Is it possible to know what is the maximum lenght, or if there is a way around this issue?
This is running with api1.opencalais.com using the latest release of the Drupal module.
Patchak
Trackback URL for this post:
http://www.opencalais.com/trackback/20963

Unfortunately, breaking the document into smaller chunks isn't going to cut it. OpenCalais returns the occurrence positions of extracted entities, and relevance ranking for entities, both of which only pertain to the uploaded document -- which in this case is just a chunk of something larger. It would be possible, albeit unwieldy, to offset all the occurrence positions by the proper amount. The relevances are the bigger problem, as none of them make sense in relation to the document as a whole.
Any workarounds?
Hey there, thanks for this! It's great! We'll tell you how it goes soon, we should launch our site really soon , and it's going to be huge ;)
Patchak
Not sure how you use the api1.opencalais.com and how you use Semanticproxy. Semanticproxy uses the Open Calais api.opencalais.com (which is the same as api1.opencalais.com) directly - all you need is to provide in Semanticproxy is the web link of the news article plus Calais API key (and specify the output format - RDF, JSON or HTML).

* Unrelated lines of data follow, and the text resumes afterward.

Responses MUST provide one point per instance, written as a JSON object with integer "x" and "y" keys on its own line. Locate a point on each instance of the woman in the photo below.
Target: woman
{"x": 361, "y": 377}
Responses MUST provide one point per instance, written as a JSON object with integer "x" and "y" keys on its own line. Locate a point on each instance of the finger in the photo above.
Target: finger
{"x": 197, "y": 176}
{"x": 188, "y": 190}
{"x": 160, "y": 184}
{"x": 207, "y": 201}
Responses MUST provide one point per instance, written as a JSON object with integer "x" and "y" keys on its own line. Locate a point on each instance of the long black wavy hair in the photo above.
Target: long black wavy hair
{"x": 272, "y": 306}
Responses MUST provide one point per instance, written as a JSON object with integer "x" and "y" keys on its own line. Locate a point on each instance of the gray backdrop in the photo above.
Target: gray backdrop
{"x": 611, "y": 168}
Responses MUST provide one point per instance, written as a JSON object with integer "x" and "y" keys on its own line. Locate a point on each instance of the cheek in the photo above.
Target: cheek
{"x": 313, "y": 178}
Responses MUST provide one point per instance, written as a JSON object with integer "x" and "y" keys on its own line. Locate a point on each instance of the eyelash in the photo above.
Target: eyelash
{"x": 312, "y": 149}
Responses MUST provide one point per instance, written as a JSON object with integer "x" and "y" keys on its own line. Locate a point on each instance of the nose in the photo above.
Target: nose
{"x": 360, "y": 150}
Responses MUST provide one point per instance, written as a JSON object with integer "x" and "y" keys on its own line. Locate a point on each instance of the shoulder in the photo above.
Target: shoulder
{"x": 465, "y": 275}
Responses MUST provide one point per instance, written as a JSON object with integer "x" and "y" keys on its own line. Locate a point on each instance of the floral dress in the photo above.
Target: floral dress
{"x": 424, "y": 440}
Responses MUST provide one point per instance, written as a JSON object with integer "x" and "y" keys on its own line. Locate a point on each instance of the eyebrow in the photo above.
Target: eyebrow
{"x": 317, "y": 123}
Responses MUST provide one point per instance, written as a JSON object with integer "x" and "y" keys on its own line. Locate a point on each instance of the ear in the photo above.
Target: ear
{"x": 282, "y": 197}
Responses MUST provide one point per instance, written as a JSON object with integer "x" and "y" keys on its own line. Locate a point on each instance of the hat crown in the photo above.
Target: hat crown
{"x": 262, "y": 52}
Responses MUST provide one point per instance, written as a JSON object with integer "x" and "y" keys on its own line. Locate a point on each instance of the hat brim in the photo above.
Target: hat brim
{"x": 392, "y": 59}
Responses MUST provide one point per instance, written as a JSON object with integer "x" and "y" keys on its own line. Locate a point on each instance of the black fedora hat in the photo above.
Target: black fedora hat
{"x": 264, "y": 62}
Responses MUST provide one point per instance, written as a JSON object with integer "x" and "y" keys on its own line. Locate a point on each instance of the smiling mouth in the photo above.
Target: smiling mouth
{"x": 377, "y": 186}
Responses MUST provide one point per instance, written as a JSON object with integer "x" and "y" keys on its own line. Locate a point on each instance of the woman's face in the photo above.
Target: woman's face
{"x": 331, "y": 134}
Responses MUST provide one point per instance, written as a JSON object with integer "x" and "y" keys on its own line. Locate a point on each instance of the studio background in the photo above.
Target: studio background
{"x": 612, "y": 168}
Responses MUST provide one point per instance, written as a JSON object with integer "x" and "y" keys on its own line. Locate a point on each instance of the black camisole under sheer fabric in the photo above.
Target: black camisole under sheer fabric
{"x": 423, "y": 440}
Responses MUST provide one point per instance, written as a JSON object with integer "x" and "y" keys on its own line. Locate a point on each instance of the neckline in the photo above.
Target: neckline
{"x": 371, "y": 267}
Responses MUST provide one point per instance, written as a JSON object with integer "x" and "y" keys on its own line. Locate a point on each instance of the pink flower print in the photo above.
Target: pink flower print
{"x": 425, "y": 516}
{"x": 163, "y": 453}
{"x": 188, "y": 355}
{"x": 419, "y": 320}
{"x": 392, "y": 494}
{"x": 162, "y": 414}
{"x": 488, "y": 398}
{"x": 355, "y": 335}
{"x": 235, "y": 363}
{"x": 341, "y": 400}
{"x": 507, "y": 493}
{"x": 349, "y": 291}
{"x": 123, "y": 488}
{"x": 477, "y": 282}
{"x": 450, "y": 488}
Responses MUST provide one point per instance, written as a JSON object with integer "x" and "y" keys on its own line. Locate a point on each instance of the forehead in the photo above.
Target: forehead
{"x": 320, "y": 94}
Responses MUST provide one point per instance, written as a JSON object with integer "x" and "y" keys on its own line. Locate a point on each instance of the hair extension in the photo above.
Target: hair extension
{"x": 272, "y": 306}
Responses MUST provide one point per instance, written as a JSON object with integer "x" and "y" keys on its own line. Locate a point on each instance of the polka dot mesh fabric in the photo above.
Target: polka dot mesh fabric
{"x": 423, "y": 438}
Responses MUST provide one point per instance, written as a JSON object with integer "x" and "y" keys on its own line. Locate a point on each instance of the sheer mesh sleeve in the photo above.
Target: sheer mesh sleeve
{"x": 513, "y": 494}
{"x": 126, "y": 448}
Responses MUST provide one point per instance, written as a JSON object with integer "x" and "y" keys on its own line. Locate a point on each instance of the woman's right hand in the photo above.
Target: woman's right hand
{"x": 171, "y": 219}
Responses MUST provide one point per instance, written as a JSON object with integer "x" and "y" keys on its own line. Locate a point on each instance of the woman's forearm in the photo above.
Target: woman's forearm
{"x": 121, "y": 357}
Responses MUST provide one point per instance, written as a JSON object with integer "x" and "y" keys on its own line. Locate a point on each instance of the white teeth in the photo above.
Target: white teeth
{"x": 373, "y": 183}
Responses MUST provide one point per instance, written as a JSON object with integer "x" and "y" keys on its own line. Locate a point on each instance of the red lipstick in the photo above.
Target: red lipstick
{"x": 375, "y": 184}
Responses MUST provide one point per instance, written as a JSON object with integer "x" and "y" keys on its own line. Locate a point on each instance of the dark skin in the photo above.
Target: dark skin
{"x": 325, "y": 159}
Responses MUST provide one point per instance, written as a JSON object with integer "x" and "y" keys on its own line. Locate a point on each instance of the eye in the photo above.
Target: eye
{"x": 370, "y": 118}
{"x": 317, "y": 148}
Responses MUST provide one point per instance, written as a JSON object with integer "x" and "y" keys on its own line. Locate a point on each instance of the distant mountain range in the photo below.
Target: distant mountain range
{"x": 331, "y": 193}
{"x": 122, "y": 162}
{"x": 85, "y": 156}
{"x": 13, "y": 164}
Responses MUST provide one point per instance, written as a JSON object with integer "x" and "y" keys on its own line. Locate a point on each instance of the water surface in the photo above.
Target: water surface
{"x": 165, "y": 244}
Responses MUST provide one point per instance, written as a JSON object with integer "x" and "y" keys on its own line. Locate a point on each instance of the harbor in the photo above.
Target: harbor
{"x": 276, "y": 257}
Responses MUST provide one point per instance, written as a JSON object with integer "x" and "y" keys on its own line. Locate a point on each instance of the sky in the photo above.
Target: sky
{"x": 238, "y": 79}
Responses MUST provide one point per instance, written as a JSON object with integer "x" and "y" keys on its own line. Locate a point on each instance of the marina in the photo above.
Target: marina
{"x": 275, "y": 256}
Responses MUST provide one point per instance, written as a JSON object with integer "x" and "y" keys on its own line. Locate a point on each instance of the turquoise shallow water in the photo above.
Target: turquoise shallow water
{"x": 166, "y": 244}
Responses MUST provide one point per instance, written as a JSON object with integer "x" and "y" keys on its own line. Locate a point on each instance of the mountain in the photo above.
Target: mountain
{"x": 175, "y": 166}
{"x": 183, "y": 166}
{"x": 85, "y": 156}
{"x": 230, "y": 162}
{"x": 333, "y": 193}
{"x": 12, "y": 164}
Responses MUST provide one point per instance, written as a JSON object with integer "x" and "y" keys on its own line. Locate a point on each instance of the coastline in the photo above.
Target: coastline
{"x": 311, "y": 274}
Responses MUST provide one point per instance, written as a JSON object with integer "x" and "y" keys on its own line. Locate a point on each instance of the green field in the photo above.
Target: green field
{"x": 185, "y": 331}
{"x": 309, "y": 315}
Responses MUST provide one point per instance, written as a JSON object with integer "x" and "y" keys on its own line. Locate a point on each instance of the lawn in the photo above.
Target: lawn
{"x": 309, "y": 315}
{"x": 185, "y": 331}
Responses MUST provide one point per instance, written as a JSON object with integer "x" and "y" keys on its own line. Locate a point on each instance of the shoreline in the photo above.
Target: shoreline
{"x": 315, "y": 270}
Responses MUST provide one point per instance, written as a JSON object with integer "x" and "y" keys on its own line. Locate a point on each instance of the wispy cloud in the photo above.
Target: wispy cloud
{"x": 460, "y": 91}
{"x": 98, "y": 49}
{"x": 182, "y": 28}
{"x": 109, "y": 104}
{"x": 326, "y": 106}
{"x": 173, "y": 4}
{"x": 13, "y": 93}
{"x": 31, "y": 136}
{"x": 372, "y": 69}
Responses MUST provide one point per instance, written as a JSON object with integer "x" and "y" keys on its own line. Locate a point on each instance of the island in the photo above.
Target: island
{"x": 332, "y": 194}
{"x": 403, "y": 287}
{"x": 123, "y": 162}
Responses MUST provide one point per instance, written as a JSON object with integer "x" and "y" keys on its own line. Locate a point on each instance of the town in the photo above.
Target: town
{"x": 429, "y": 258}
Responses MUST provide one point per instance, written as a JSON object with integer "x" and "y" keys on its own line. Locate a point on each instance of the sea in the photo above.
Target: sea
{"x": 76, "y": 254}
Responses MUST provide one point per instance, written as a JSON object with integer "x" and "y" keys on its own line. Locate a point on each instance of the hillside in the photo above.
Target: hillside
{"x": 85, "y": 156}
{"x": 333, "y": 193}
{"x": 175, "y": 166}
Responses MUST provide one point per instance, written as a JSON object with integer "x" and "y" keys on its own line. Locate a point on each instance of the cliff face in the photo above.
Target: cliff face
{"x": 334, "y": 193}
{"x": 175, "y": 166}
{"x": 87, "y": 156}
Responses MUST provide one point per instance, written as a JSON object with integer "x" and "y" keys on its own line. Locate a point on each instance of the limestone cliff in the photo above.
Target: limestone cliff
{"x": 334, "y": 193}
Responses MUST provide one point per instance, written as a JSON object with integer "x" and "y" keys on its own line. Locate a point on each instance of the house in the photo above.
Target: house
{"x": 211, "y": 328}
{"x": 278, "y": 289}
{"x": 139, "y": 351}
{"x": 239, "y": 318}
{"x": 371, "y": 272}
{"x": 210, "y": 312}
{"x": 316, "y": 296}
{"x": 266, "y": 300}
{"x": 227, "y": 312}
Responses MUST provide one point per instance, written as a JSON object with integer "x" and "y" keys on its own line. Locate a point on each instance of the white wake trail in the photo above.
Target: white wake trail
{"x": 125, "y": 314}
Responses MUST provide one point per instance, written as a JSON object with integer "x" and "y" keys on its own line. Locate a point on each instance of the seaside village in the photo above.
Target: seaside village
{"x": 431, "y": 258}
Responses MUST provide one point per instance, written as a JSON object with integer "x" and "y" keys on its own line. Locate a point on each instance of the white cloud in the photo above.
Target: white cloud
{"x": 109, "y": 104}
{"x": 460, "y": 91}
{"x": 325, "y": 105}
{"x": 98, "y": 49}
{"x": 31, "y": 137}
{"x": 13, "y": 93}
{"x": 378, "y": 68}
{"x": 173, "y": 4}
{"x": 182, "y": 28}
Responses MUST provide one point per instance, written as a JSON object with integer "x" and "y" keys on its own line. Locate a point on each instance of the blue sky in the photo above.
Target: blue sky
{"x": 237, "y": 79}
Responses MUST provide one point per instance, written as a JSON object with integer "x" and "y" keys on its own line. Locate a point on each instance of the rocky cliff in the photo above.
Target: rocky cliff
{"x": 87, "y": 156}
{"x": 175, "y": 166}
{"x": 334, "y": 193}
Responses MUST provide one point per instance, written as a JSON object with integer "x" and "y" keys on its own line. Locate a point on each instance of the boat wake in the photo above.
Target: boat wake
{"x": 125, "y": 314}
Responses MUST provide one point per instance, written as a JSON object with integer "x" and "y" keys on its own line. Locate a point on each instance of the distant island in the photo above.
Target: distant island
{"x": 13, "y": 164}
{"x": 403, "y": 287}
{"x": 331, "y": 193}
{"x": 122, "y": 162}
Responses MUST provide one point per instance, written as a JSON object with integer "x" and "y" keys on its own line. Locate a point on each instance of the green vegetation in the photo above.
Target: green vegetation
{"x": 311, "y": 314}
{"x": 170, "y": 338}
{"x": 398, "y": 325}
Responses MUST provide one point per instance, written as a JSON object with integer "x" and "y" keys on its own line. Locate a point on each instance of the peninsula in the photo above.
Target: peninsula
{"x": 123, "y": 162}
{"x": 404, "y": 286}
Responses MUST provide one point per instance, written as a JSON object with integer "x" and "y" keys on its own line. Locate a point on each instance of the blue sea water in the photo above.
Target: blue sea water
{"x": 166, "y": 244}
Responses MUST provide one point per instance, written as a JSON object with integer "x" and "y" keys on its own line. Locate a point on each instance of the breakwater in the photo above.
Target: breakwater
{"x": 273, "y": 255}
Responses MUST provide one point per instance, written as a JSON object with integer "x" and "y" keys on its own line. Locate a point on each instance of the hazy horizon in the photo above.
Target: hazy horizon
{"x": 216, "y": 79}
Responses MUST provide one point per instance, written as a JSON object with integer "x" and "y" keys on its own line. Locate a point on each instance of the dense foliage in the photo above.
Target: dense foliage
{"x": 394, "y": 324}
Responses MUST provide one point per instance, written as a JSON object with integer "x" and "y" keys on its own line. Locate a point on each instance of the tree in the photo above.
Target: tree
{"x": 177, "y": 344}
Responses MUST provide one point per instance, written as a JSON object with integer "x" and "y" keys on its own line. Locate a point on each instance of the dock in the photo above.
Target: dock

Anyway, I will check the length issue in more deapth and update.
Thanks,
Ofer
Hi,
We have increased the size of HTML document Semanticproxy can process. The limit still stays 100KB for the actual meanigful part of the HTML page. I.e. - the main article of this HTML page (after extracting all HTML sections that are not related to the main article/content) must be smaller than 100KB.
Let us know if this works for you.
Ofer
I want to submit close to a megabyte worth of data, how can I do this for a single document?
Hi,
The best way to get this done is break your document into smaller chunks (somewhere in the 25-40 kb range), submit the smaller docs individually and merge the returned results.
Please note that you will have to use the Open Calais API for this and cannot use Semantic Proxy.
sumit